Thursday, March 07, 2013

Why Justin Trudeau Shouldn't Lead The Liberals

For the very same reason why so many Liberals want him to win, Justin Trudeau shouldn't become Liberal Leader.

If 150,000 people only supported Justin Trudeau because of substance then there would be no argument against the 41 year-old MP for Papineau. A Trudeau only made popular by policy would present little risk in selecting him for leader. After all, the Liberal Party could survive, even if just barely, another loss from a leader who only represented the party's policies. However policies aren't why Justin Trudeau has so many supporters, and policies aren't why he is a risk to the Liberal Party.

But while Justin Trudeau may not be a candidate of substance, he is certainly not a candidate of image. Despite his opponents' criticism, Justin Trudeau's incredible support is not based on celebrity alone; Marc Garneau could run television ads around the clock and never come close to reaching Trudeau's popularity. The success of his candidacy derives from an intimate, intrinsic, and inherent bond to the Liberal Party, and to Canada.
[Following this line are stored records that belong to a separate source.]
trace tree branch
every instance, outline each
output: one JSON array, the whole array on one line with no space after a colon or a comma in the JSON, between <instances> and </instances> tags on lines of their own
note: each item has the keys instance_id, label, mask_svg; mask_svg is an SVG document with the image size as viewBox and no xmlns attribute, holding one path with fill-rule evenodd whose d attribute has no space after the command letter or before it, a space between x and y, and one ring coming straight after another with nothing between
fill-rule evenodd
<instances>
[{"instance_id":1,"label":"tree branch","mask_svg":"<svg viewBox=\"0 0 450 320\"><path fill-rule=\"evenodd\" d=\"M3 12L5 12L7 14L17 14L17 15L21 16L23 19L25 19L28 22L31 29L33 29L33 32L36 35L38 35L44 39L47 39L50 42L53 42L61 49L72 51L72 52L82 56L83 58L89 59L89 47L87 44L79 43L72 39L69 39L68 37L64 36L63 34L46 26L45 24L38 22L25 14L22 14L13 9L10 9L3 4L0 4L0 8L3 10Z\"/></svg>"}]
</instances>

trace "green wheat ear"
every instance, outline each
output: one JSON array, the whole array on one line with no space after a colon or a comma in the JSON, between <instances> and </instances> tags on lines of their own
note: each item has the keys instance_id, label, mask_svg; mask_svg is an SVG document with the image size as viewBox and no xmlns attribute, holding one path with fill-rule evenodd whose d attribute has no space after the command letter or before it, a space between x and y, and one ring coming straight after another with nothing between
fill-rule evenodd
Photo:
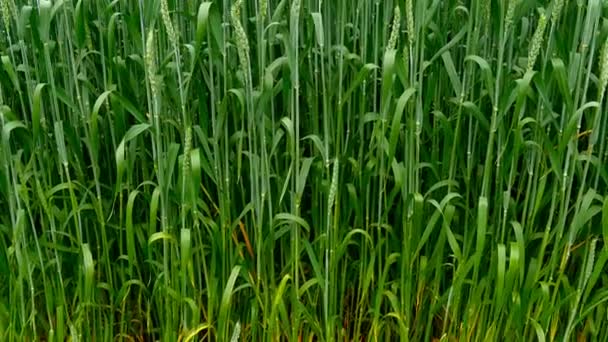
<instances>
[{"instance_id":1,"label":"green wheat ear","mask_svg":"<svg viewBox=\"0 0 608 342\"><path fill-rule=\"evenodd\" d=\"M189 186L186 182L190 181L192 159L190 152L192 151L192 127L186 127L186 136L184 138L184 155L182 161L182 181L184 182L183 189ZM185 194L184 194L185 196ZM185 212L184 212L185 214Z\"/></svg>"},{"instance_id":2,"label":"green wheat ear","mask_svg":"<svg viewBox=\"0 0 608 342\"><path fill-rule=\"evenodd\" d=\"M245 75L249 70L249 40L243 25L241 25L241 5L243 0L237 0L230 11L230 19L234 26L234 34L236 40L236 49L241 64L241 69Z\"/></svg>"},{"instance_id":3,"label":"green wheat ear","mask_svg":"<svg viewBox=\"0 0 608 342\"><path fill-rule=\"evenodd\" d=\"M338 193L338 174L340 172L340 160L338 158L334 161L334 168L332 172L331 185L329 187L329 197L327 200L327 205L329 207L329 211L334 206L334 202L336 201L336 194Z\"/></svg>"},{"instance_id":4,"label":"green wheat ear","mask_svg":"<svg viewBox=\"0 0 608 342\"><path fill-rule=\"evenodd\" d=\"M602 51L600 53L600 98L604 96L606 92L606 85L608 85L608 38L604 41Z\"/></svg>"},{"instance_id":5,"label":"green wheat ear","mask_svg":"<svg viewBox=\"0 0 608 342\"><path fill-rule=\"evenodd\" d=\"M146 55L144 62L146 65L146 74L148 75L148 81L152 87L152 91L157 91L157 80L156 80L156 48L154 46L154 30L148 31L148 38L146 39Z\"/></svg>"},{"instance_id":6,"label":"green wheat ear","mask_svg":"<svg viewBox=\"0 0 608 342\"><path fill-rule=\"evenodd\" d=\"M551 11L551 21L556 22L559 20L559 17L562 14L562 9L564 8L564 1L566 0L555 0L555 2L553 2L553 10Z\"/></svg>"},{"instance_id":7,"label":"green wheat ear","mask_svg":"<svg viewBox=\"0 0 608 342\"><path fill-rule=\"evenodd\" d=\"M146 55L144 57L144 63L146 65L146 75L148 76L148 82L150 83L150 92L152 94L152 115L158 117L160 114L156 109L156 105L160 100L160 81L158 76L158 67L156 64L156 39L154 37L154 30L148 31L148 38L146 39Z\"/></svg>"},{"instance_id":8,"label":"green wheat ear","mask_svg":"<svg viewBox=\"0 0 608 342\"><path fill-rule=\"evenodd\" d=\"M10 18L12 18L11 8L9 7L10 0L0 0L0 14L2 14L2 22L6 34L10 34Z\"/></svg>"},{"instance_id":9,"label":"green wheat ear","mask_svg":"<svg viewBox=\"0 0 608 342\"><path fill-rule=\"evenodd\" d=\"M515 9L521 0L507 0L507 14L505 15L505 34L509 34L513 25L513 16L515 15Z\"/></svg>"},{"instance_id":10,"label":"green wheat ear","mask_svg":"<svg viewBox=\"0 0 608 342\"><path fill-rule=\"evenodd\" d=\"M395 50L397 46L397 39L399 38L399 26L401 25L401 11L399 10L399 6L395 6L395 14L393 17L393 28L391 30L391 35L388 39L388 44L386 45L387 50Z\"/></svg>"},{"instance_id":11,"label":"green wheat ear","mask_svg":"<svg viewBox=\"0 0 608 342\"><path fill-rule=\"evenodd\" d=\"M540 19L538 20L538 26L536 26L536 31L534 31L534 35L532 36L532 42L530 43L530 52L528 53L528 71L531 71L534 68L534 64L536 63L536 58L538 58L538 54L540 52L540 47L543 44L545 27L547 26L547 17L544 13L540 15Z\"/></svg>"},{"instance_id":12,"label":"green wheat ear","mask_svg":"<svg viewBox=\"0 0 608 342\"><path fill-rule=\"evenodd\" d=\"M407 15L407 38L410 46L414 46L416 32L414 31L414 9L412 0L405 0L405 13Z\"/></svg>"},{"instance_id":13,"label":"green wheat ear","mask_svg":"<svg viewBox=\"0 0 608 342\"><path fill-rule=\"evenodd\" d=\"M169 14L169 3L167 0L161 0L160 14L163 18L163 24L165 25L165 30L167 30L169 41L171 44L176 45L178 43L178 37L177 33L175 32L175 28L173 27L173 22L171 21L171 16Z\"/></svg>"},{"instance_id":14,"label":"green wheat ear","mask_svg":"<svg viewBox=\"0 0 608 342\"><path fill-rule=\"evenodd\" d=\"M260 0L260 22L264 22L268 13L268 0Z\"/></svg>"}]
</instances>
And though that is why he is the best candidate, it is also why he could possibly be the worst.

Justin Trudeau represents the Liberal Party's greatest connection to Canada, a loss by him would severe the two completely. Because he is so closely associated to the Liberal Party, an electoral defeat with Trudeau as leader, furthering a series of devastating defeats and losing even more seats, would undoubtedly end the organization.

Justin Trudeau shouldn't lead the Liberals because the party would be facing nonexistence if he lost.

But that is also why he should lead. A political party that isn't willing to face risk for its beliefs doesn't deserve to exist. Whether this enters the minds of those who vote for the next Liberal Leader or not, it doesn't matter. What matters is that the Liberal Party is not the most important thing, Liberal values are. And Justin Trudeau is the best candidate they've got.


kitt said...

Oh for pete's sake. Get real already. Bob Rae wasn't good enough, now Justin isn't good enough. It's a political party for god's sake and Justin ate, slept and breathed politics for most of his life, plus at least he has had a job, unlike the present prime minister. said...


Next time you commen please read the post you're commenting on.

kitt said...

You're right. I quit reading before getting to the last paragraph. And that paragraph is absolutely correct.

Matthew Day said...

Lol, I thought you had a screw loose. Trudeau is too quintessentially Liberal to lead the Liberals.... Then I read the last paragraph said...


I do maintain Trudeau is "too quintessentially Liberal", but the point of the post is that the risk of losing it all on our last and truest standard-bearer is worth it. I hope I made that clear.

David Coletto said...

Interesting take Scott. Our polling suggests Trudeau has a lot of positives but also a lot of high expectations.

Do you think he can meet them? said...


Very interesting polling data.

In the short-term Trudeau will meet those expectations because with him as leader in the lead up to 2015, Liberal polling numbers will jump enough to satisfy and/or impress party organizers and active/informed politicos.

This will promote a political virtuous cycle, where positive polls will motivate positive press coverage (a political party given up for dead). Better press will encourage Liberal members to expand organizing efforts, which will in turn push up poll numbers.

In the long-term, whether Trudeau wins the next election or not, he is placed well. If he wins, a majority or a minority, the incredible comeback for the Liberals will be historic and as such will undoubtedly force a narrative associating Trudeau with strong leadership and popular support.

If a Trudeau victory is to occur I have no doubt he will ensure legislation protecting/furthering women's rights will be drafted, even if it's only symbolic.

In 2015, a Liberal loss, though less optimal (but only slightly so), would still assuredly give the Liberals more seats, and as a consequence give them and Trudeau political momentum for the next electoral fight. Such an advantage would be incredibly beneficial considering it is unlikely Harper would stay on as Conservative Leader past 2017.